Dyspnea

I was settling into a 24-hour hospital shift on a cold day in mid-December, 2018. I was talking to my patient, trying to convince him to stay in the hospital. He was having an asthma exacerbation and wasn’t breathing very well. There was an obvious pneumonia on his chest radiograph, and he was requiring extra oxygen to breathe. He didn’t want to stay. He had to go home to his daughter. 

During my physical examination, I started coughing and excused myself.  “Doc, maybe you need to stay in the hospital instead of me, that cough doesn’t sound too good.”   

Cough. We laughed about it. I left the room. Cough. I went and examined my next patient.  

Cough. I got myself various medications to help with my congestion, cough, and runny nose. And then I convinced my resilient self that they were working.  

A few days later, one of my supervising doctors (side note: in training, we call them our “attending doctors” and they are our educators, role models, mentors, and lifesavers) noticed the symptoms. “Why are you so dyspneic?” she asked. Cough. Shrug

Dyspnea was a frightening term to hear.
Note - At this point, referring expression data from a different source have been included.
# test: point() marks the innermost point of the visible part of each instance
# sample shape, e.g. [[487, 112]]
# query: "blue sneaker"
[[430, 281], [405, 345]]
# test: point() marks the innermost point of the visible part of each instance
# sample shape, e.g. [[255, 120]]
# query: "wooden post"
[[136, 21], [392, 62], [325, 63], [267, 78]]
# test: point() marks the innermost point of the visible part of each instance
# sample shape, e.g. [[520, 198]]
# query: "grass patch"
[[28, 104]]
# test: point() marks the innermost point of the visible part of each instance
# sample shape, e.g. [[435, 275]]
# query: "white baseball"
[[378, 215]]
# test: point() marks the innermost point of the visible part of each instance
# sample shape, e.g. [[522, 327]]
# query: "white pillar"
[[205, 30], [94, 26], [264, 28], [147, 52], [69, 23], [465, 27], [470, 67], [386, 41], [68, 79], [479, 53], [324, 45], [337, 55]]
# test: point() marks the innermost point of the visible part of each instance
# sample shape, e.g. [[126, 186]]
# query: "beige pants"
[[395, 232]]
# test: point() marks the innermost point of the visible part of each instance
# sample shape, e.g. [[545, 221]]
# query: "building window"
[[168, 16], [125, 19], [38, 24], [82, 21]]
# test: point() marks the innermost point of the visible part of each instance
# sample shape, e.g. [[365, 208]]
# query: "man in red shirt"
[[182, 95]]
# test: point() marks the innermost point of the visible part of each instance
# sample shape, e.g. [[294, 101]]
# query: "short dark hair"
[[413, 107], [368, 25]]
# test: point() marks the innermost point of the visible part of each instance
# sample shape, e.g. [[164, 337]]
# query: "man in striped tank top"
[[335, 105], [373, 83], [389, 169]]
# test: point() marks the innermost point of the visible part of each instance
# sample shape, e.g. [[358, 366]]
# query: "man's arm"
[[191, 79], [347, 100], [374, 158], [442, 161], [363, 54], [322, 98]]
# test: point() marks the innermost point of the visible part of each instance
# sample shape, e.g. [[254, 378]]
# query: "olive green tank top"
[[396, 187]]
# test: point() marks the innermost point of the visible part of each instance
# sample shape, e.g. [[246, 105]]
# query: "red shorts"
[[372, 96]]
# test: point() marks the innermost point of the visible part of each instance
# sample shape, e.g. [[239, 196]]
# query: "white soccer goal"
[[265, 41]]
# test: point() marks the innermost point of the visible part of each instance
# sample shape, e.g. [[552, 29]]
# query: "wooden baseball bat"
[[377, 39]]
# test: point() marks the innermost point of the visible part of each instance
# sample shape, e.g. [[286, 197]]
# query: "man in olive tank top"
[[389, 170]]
It translates directly to “difficulty breathing,” stemming from the Greek words dys (“ill”) and pnea (“breathing”). Nobody wants to be dyspneic. 

I chalked it all up to a “bad upper respiratory infection” that I was having— I’d get it checked out. The following morning, I called and made an appointment with my primary care doctor for an office visit in a few weeks.
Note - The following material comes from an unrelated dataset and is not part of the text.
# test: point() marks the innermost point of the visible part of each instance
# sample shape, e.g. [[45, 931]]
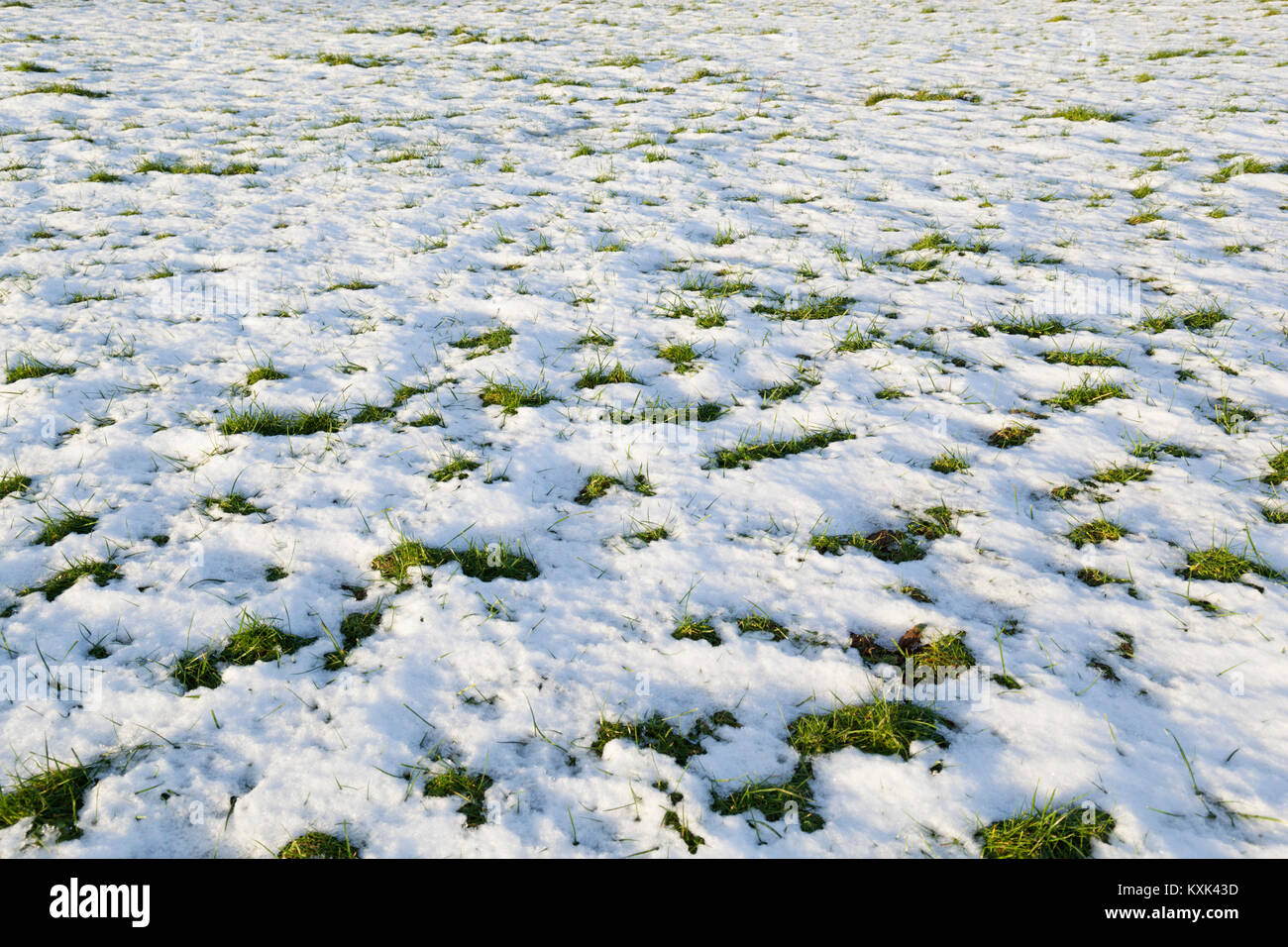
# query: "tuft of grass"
[[888, 545], [464, 785], [951, 462], [697, 630], [485, 343], [236, 504], [1085, 114], [601, 375], [656, 733], [456, 468], [101, 573], [596, 486], [1095, 531], [29, 367], [883, 727], [52, 799], [1202, 318], [485, 564], [355, 629], [317, 845], [1030, 326], [1278, 471], [1012, 436], [167, 166], [56, 528], [1093, 357], [806, 309], [1046, 832], [760, 624], [259, 639], [774, 800], [1223, 565], [746, 453], [193, 669], [13, 482], [64, 89], [266, 421], [513, 394], [1085, 393]]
I was going to be okay. For the next three days, I worked hard and continued to see my patients. I wrote out clinical case reports, & reviewed medical board questions. I went out with my friends, read my books, and continued to have my fun. Normal life things!!

Cough

There’s a part of this story that I only remembered in retrospect, and it “says a lot about me” (according to my close ones). I recall taking the subway to work and having difficulty going up the stairs without getting short of breath. Because I had stopped so suddenly to catch my breath, I pretended that I wanted to snap a photo in the middle of the staircase, so that the people behind me wouldn’t ask if I needed help. It ended up being a beautiful photo of the tiled subway walls, but a picture is worth a thousand words...

Dyspnea is almost always a bad sign, and I was getting worse. 
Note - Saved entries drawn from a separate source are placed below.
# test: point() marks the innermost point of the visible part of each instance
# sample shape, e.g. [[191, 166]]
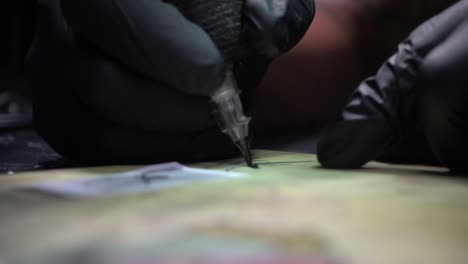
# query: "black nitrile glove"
[[127, 81], [415, 109]]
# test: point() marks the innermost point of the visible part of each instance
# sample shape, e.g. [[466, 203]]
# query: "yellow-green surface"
[[381, 214]]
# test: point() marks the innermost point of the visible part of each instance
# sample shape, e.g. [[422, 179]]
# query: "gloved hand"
[[108, 73], [414, 109]]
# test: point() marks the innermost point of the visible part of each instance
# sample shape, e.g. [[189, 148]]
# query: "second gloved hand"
[[420, 91]]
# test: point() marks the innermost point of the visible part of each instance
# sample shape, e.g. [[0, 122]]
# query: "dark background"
[[302, 91]]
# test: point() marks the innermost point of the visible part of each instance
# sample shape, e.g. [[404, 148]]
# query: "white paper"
[[151, 178]]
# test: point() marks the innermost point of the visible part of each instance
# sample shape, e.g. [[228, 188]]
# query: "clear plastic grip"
[[230, 115]]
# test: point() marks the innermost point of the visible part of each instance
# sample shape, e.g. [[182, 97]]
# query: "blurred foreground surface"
[[288, 211]]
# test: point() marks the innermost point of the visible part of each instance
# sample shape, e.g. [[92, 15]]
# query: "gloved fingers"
[[275, 26], [132, 101], [429, 34], [351, 144], [151, 38], [448, 62]]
(Disclaimer: these symptoms worsened in a very short time period. I strongly urge AGAINST waiting a month to see your doctor if you are becoming dyspneic. Please use our emergency departments to get checked out if you can’t make an appointment soon enough— we are happy to help you.)

The next day was a blur, and the details will eventually surface throughout my stories. But let’s flash forward to me being forced into realizing that I needed to get evaluated by a physician. I walked into our emergency department, backpack in hand. There I was, scurrying around as a frightened, anxious patient in the Emergency Department and not as a young, confident Emergency Department doctor. Those around me said that I looked terribly sick. I was pale. I wasn’t breathing well. And how did all of this happen so quickly?  

My preliminary imaging and work-up was pointing to an infection of some sort. I was young and healthy otherwise, and the symptoms were abrupt in onset. 

But we have these sayings in Emergency Medicine that we follow religiously. Passed down by the generations of The Great Emergentologists that came before us... 

“Young people are able to compensate well... until they’re not and they’re crashing.”

With a pale, sweaty complexion, a heart rate in the 140s (normal being between 60-100 beats per minute), blue lips, and a respiratory rate in the 40s (normal being less than 20 breaths per minute), I was admitted to my own beloved second home— my training hospital, with my friends and colleagues around me for support. But for the first time ever, I didn’t want to be there. I was afraid of what was going to happen. 

Ironically, I spend hours daily convincing my own sick patients to stay because I care about their well-being. I never understood the hesitation that they had until this moment in my life. The denial that they are sick. The fear of the unknown. Cough

The rest of the details come later, so stay tuned.   

To end this post, I call this photo (taken the day before I was hospitalized), “Dyspneic in the Subway.” I know, my humor can be so dry sometimes.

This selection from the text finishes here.